France | France, Cour administrative d'appel de NANTES, 2ème chambre, 06 juin 2025, 23NT01034


Vu la procédure suivante :



Procédure contentieuse antérieure :



M. P... I... et Mme K... A... B... ont demandé au tribunal administratif de Nantes d'annuler la décision du 17 février 2022 par laquelle la commission de recours contre les décisions de refus de visa d'entrée en France a rejeté leur recours formé contre les décisions du 4 novembre 2021 de l'autorité consulaire française à Rabat (Maroc) refusant des visas d'entrée et de long séjour à Mme C... M... I... et aux jeunes H..., E..., D... et F... au titre de la réunification fami

liale.



Par un jugement n°2206686 du 10 février 2023, le tribunal administratif ...

Vu la procédure suivante :

Procédure contentieuse antérieure :

M. P... I... et Mme K... A... B... ont demandé au tribunal administratif de Nantes d'annuler la décision du 17 février 2022 par laquelle la commission de recours contre les décisions de refus de visa d'entrée en France a rejeté leur recours formé contre les décisions du 4 novembre 2021 de l'autorité consulaire française à Rabat (Maroc) refusant des visas d'entrée et de long séjour à Mme C... M... I... et aux jeunes H..., E..., D... et F... au titre de la réunification familiale.

Par un jugement n°2206686 du 10 février 2023, le tribunal administratif de Nantes a rejeté leur demande.

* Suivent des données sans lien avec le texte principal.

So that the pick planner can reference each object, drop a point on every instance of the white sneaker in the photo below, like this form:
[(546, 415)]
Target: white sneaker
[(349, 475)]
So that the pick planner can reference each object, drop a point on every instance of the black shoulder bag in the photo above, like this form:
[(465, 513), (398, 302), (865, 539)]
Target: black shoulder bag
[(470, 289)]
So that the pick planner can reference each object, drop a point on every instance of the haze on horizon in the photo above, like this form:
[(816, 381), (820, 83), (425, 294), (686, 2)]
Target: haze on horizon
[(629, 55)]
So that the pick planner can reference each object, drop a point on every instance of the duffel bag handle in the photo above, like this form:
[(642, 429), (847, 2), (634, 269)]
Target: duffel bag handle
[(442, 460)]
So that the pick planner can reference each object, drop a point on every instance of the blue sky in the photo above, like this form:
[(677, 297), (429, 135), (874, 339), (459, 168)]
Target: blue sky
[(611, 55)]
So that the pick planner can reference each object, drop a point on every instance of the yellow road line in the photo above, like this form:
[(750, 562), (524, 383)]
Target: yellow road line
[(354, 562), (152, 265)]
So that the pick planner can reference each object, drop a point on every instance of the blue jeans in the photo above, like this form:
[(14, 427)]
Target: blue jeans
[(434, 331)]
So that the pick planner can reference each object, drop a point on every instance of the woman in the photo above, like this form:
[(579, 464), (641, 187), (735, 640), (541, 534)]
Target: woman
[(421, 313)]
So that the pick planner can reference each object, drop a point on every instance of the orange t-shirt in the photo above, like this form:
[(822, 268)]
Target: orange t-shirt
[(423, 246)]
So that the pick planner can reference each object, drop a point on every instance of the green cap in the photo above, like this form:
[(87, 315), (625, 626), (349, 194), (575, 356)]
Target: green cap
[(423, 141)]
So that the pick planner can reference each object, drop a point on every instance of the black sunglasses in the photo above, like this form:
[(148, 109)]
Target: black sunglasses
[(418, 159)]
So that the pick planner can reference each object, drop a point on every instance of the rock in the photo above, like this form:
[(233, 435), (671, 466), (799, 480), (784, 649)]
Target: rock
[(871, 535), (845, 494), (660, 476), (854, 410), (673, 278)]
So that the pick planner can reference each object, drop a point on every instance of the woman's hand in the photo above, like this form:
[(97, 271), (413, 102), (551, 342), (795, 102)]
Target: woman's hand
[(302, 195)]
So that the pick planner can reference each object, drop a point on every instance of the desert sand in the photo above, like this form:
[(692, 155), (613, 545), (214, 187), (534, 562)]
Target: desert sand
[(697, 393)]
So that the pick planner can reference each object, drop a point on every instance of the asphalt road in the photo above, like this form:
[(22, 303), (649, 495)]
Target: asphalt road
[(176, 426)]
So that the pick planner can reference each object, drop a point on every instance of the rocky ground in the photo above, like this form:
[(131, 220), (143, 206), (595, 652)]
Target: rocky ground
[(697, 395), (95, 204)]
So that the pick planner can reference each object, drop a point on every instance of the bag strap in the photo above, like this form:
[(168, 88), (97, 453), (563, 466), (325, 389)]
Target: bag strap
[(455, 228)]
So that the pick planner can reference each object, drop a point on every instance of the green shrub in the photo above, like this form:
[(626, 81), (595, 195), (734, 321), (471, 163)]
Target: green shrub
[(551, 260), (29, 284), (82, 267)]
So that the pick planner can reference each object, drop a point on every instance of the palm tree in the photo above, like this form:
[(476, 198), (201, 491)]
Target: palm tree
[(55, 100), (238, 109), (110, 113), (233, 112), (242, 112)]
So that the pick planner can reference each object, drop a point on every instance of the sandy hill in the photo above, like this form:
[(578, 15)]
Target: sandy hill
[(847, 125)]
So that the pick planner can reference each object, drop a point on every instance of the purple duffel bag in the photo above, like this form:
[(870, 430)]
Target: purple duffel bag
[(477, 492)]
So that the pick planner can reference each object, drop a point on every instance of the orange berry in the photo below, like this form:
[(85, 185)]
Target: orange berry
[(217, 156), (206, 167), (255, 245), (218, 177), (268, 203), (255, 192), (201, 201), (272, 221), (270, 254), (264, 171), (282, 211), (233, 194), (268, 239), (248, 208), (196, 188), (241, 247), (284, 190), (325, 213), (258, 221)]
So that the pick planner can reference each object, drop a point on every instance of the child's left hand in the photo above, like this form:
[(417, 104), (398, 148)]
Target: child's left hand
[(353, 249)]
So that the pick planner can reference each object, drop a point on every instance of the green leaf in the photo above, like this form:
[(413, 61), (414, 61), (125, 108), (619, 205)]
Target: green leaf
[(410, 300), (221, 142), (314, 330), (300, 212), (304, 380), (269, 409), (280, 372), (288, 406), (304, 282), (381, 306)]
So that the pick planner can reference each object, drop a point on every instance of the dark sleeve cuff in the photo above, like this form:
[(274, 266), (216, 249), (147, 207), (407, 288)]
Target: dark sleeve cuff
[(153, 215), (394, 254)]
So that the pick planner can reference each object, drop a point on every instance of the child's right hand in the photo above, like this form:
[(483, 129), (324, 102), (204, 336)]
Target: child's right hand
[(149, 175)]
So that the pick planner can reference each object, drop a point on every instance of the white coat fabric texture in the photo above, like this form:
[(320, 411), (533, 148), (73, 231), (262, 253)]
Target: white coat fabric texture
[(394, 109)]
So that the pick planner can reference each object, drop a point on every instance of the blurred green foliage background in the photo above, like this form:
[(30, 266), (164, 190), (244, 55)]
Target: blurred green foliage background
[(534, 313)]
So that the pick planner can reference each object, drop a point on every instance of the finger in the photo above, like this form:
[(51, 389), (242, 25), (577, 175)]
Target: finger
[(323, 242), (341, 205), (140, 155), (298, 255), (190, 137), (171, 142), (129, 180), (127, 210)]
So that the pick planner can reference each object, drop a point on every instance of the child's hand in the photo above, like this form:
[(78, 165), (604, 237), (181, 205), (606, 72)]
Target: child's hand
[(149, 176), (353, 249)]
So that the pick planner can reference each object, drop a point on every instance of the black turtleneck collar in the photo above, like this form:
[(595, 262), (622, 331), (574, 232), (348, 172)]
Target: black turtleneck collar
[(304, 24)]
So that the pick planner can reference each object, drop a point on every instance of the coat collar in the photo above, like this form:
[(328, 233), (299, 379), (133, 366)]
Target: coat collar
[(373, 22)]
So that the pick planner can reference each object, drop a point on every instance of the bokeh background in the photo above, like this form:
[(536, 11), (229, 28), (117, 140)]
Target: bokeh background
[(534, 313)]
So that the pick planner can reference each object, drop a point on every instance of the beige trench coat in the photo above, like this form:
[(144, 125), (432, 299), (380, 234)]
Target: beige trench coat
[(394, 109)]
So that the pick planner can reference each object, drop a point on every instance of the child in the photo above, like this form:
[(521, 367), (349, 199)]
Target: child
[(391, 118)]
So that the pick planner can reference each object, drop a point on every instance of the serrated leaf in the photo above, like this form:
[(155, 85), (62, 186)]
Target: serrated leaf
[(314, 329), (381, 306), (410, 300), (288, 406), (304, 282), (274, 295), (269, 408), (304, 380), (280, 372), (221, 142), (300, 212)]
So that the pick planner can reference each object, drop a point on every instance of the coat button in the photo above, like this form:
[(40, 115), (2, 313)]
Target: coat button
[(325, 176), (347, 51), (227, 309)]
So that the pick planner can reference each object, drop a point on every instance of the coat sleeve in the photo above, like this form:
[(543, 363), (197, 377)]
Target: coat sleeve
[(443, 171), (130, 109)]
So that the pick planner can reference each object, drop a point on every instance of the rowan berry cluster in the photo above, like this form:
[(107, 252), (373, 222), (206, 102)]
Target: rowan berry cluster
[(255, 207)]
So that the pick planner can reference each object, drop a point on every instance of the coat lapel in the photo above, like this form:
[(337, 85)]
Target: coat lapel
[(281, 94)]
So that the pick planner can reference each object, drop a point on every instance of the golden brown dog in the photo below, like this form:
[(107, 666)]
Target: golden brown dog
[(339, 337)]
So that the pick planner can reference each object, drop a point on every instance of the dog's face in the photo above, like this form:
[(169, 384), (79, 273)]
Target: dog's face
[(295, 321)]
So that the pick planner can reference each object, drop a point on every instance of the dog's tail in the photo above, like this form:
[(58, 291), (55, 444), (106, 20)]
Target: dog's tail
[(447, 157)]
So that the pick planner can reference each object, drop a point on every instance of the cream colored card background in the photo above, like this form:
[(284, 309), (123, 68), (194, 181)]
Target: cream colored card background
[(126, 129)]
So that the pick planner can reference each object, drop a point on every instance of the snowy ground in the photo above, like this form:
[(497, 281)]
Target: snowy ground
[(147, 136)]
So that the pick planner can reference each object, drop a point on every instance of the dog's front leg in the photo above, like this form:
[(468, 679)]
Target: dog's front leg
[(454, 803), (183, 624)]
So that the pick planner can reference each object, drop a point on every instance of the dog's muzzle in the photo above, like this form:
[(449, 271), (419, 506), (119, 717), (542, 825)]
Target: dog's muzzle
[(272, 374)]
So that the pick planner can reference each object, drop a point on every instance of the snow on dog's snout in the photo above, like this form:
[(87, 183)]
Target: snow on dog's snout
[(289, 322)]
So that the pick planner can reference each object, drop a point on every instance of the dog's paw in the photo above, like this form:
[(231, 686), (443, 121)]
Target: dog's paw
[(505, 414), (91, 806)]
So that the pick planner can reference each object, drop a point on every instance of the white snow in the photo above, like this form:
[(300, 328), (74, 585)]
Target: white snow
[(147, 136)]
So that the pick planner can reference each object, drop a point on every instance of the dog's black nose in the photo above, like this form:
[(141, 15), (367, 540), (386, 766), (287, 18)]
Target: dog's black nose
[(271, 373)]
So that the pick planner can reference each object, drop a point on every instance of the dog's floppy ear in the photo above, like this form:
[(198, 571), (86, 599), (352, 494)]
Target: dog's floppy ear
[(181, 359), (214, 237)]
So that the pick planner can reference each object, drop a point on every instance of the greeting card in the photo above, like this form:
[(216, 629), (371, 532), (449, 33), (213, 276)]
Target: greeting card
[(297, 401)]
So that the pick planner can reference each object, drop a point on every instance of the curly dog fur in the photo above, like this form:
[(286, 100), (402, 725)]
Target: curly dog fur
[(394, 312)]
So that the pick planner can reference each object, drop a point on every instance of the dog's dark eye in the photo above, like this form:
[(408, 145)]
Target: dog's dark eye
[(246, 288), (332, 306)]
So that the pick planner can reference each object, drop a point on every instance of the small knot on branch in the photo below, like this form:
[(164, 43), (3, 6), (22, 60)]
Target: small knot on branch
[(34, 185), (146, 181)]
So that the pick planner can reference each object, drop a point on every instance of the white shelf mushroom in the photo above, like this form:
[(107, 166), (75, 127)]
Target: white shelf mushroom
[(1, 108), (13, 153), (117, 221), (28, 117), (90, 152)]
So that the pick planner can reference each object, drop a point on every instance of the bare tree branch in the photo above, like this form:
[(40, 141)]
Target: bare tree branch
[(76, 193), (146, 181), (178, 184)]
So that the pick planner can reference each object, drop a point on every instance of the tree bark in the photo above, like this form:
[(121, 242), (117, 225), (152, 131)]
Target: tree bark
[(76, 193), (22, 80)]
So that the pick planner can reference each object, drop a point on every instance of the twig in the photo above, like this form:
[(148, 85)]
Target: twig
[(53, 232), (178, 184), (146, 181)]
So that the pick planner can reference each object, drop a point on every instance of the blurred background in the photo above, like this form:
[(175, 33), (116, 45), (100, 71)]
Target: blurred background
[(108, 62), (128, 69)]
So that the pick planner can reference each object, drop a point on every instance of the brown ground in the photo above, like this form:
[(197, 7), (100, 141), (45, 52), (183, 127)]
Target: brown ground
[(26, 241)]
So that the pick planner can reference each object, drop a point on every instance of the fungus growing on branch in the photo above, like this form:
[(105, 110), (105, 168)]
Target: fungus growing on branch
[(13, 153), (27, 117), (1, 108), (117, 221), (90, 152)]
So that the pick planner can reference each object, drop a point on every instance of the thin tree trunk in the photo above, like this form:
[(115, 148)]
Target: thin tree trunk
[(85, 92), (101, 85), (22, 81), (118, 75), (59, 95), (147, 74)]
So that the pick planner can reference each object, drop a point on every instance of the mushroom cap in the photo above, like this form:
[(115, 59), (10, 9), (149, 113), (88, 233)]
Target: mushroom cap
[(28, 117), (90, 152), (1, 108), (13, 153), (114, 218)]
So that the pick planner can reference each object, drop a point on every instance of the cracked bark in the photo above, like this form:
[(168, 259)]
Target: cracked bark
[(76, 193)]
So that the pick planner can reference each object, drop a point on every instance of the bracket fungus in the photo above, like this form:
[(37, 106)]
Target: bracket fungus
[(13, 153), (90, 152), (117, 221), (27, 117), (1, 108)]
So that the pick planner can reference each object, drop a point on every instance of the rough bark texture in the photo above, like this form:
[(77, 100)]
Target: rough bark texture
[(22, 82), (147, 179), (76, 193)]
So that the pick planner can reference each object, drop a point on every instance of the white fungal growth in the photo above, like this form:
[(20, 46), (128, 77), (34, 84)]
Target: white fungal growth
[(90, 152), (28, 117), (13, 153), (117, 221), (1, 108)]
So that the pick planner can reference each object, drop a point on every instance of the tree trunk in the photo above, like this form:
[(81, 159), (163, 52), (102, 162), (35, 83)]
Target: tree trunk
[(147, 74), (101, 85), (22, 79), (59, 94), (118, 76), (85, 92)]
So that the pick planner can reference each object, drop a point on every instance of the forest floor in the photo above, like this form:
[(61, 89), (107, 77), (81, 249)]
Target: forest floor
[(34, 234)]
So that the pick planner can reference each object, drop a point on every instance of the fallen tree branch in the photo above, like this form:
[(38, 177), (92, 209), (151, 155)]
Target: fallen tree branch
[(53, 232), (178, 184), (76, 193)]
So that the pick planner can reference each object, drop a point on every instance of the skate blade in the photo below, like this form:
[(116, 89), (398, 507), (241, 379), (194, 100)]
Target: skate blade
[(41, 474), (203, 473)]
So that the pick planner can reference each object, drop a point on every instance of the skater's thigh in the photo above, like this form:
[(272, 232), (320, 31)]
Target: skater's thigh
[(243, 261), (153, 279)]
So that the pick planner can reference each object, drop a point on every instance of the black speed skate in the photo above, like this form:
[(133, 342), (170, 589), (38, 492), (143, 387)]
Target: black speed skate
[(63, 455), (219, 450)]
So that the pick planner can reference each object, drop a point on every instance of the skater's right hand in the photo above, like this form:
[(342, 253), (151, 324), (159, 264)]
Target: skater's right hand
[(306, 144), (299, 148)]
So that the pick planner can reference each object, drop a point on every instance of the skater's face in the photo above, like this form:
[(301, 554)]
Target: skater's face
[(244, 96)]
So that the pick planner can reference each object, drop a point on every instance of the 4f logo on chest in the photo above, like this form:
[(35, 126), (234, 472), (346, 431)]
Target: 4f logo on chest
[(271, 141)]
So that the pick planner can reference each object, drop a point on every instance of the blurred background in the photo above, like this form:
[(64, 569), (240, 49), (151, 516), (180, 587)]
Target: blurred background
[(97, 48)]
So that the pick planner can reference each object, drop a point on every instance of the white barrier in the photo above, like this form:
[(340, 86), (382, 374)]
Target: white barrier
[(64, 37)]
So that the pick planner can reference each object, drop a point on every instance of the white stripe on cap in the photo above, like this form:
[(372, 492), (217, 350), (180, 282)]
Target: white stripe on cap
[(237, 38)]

Procédure devant la cour :

Par une requête, enregistrée le 7 avril 2023, M. P... I..., Mme K... A... B..., Mme C... M... I... et M. H... O... I..., devenu majeur, représentés par Me Vérité, demandent à la cour :

1°) d'annuler ce jugement du tribunal administratif de Nantes ;

2°) d'annuler la décision du 17 février 2022 de la commission de recours ;

3°) d'enjoindre au ministre de l'intérieur et des outre-mer de délivrer les visas sollicités dans un délai de deux mois à compter de la notification de l'arrêt à intervenir, sous astreinte de 200 euros par jour de retard ;

4°) de mettre à la charge de l'État la somme de 1 500 euros sur le fondement des dispositions de l'article L. 761-1 du code de justice administrative.

Ils soutiennent que :

- l'identité et le lien de filiation de leurs enfants sont établis, à défaut d'actes d'état civil, par différentes pièces justifiant de la possession d'état ;

- la décision contestée méconnaît les stipulations de l'article 8 de la convention européenne de sauvegarde des droits de l'homme et des libertés fondamentales ;

- elle méconnaît les stipulations du paragraphe 1 de l'article 3 de la convention internationale relative aux droits de l'enfant.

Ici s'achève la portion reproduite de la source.